This is from Munkres' Topology page 431:
Theorem 70.2 (Seifert-van Kampen theorem, classical version). Assume the hypotheses of the preceding theorem. Let
$$ j : \pi_1(U, x_0) * \pi_1(V, x_0) \longrightarrow \pi_1(X, x_0) $$
be the homomorphism of the free product that extends the homomorphisms $j_1$ and $j_2$ induced by inclusion. Then $j$ is surjective, and its kernel is the least normal subgroup $N$ of the free product that contains all elements represented by words of the form
$$ (i_{1}(g))^{-1} i_{2}(g)), $$
for $g \in \pi_{1}(U \cap V, x_{0}).$
and by hypotheses of the preceding theorem it means that $X$ is a topological space and $U$, $V$ open subsets of $X$ such that $X = U \cup V$ and $x_0 \in U \cap V$
$j_1:\pi_1(U,x_0)\to\pi_1(X,x_0)$ and $ j_2:\pi_1(V,x_0)\to\pi_1(X,x_0)$ are inclusion induced homomorphisms.
I read the proof and understood it but something is really bothering me and that is how do we know that the homomorphism $j$ mentioned in the theorem even exists?

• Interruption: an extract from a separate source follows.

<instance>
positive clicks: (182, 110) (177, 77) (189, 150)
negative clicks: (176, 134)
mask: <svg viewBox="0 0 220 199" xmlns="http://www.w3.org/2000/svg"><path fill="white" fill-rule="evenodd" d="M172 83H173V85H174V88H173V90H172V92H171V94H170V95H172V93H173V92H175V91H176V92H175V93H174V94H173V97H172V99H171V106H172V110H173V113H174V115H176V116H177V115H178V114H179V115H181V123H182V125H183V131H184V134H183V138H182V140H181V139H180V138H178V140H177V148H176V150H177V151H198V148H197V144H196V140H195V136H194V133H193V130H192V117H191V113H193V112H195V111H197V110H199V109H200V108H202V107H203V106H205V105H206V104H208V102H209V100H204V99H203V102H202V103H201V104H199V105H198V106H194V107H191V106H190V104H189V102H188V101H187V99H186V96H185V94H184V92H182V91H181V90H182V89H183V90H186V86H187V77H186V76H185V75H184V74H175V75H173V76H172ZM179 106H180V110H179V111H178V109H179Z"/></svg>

It tells you: $j_1:U\subset X$ and $j_2:V\subset X$ induce maps on $\pi_1$, $\pi_1(U)\to\pi_1(X)$ and $\pi_1(V)\to\pi_1(X)$, and these are genuine homomorphisms, and if you have two groups $A,B$ and a third group $C$ and homomorphisms $A\to C,B\to C$ then there is a unique associated homomorphism $A\ast B\to C$. In this case with $A=\pi_1(U),B=\pi_1(V),C=\pi_1(X)$, there is a unique homomorphism $j:\pi_1(U)\ast\pi_1(V)\to\pi_1(X)$ associated to $j_1,j_2$.